Богомолы, они сухие, точно понимают жизнь: кровь слишком пахнет мясом, чтобы не портилась. Глядя на то, как из городского репродуктора выходит играющий на гармошке таракан и уходит в дальнейшую радиотрансляционную сеть, я только вздыхаю, между тем смеркается. Ну зачем я, такой сухой и жесткий, стану жалеть их, мягких и нежных? Да я кинул бы ему вслед книгой Михельсона “Ходячие и меткие слова” (кабы та случилась под рукой), лишь бы подох.
Но вернемся к бесплотным силам их много на свете. Главное, чтобы они соответствовали национальному складу характера. Дело даже не в том, что теперь я могу противостоять Госятине своим богомолом. Результат превзошел необходимость: ну что может гоосовская девчонка, кроме как петь и плясать? Сосать леденцы на палочке. А представить себе колонну богомолов в противогазах по Красной площади? Молчаливых еще более, чем когда бы то ни было?
И все юродивые за тысячу лет, и все голодные, и те, у кого отобрали то, что казалось необходимым, все те, кто из общих вагонов и не пьяны, и лебеда в ноябре и сухие щепки для самовара, и погнутые иглы шприцов, искривленные позвоночники, и все те, кому некуда написать, если умер, и те, кому больно, а никого рядом, и те, кто по ночам жрет подушку, и просто все, кому просто плохо, они же почти видят, как внутри темноты по светящейся проволочке почти канатоходцем идет, дергаясь своим хитином и треугольными глазами какая-то им неизвестная тварь, дергая руками, будто перебирая пианино, оглядываясь назад, на кого-то, от кого только что ушел, чтобы бестолково и ненужно идти куда-то еще внутри пустоты этой лампочки.
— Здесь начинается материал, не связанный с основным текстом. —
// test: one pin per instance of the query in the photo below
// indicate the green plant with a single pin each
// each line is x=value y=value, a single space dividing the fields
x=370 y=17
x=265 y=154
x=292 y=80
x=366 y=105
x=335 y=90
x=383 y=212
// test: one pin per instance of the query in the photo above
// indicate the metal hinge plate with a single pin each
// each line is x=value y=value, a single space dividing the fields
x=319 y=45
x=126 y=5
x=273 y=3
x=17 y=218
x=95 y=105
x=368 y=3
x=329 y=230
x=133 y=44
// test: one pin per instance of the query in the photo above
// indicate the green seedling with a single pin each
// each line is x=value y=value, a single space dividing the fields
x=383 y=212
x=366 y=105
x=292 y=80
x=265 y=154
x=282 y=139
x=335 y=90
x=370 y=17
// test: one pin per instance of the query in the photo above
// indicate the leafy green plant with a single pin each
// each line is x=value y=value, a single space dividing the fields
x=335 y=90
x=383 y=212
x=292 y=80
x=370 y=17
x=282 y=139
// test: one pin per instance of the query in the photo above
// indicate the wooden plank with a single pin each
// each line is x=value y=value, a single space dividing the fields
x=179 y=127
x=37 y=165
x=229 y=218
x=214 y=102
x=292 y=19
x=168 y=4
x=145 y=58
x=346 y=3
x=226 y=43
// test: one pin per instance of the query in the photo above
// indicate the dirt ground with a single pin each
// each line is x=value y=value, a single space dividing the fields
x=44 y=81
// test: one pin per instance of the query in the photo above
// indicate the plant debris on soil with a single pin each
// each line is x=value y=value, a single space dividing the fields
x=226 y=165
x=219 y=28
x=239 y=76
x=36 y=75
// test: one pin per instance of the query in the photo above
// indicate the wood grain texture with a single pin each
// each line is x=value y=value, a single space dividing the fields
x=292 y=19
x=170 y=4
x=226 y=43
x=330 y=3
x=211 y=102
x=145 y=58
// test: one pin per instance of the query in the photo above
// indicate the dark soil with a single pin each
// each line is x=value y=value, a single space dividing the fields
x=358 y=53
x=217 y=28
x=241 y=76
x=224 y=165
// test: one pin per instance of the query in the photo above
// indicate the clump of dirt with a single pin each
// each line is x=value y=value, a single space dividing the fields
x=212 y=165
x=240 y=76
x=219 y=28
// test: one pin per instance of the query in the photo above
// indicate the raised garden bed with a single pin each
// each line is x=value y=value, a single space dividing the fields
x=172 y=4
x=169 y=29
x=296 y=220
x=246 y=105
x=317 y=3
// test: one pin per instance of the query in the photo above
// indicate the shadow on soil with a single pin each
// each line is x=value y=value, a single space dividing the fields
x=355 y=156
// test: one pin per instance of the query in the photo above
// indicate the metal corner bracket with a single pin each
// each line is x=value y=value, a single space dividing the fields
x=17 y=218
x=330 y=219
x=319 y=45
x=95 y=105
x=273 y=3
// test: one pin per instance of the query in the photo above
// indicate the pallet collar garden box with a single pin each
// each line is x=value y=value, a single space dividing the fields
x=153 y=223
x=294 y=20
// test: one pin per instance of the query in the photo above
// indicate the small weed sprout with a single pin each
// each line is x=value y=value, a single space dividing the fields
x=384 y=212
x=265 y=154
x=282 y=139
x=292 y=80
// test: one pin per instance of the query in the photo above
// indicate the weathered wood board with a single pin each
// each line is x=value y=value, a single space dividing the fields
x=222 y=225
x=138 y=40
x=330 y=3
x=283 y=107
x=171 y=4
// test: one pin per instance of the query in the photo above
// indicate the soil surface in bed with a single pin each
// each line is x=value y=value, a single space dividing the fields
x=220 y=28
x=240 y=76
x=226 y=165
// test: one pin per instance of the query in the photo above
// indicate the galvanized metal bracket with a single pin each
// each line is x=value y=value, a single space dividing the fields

Жизнь измеряется эталонным тараканом, дрожание чьих усов свидетельствует о счастии. Трижды восемь – двадцать четыре или примерно возле того. Воду кипятить можно с помощью двух пластинок безопаски, врезанных в торец карандаша, так, чтобы с грифелем не соприкасались, подведенных к сети. Пустой хитиновый панцирь богомола оберегает пустоту, касательно которой никто, кроме него, не знает, какого она цвета.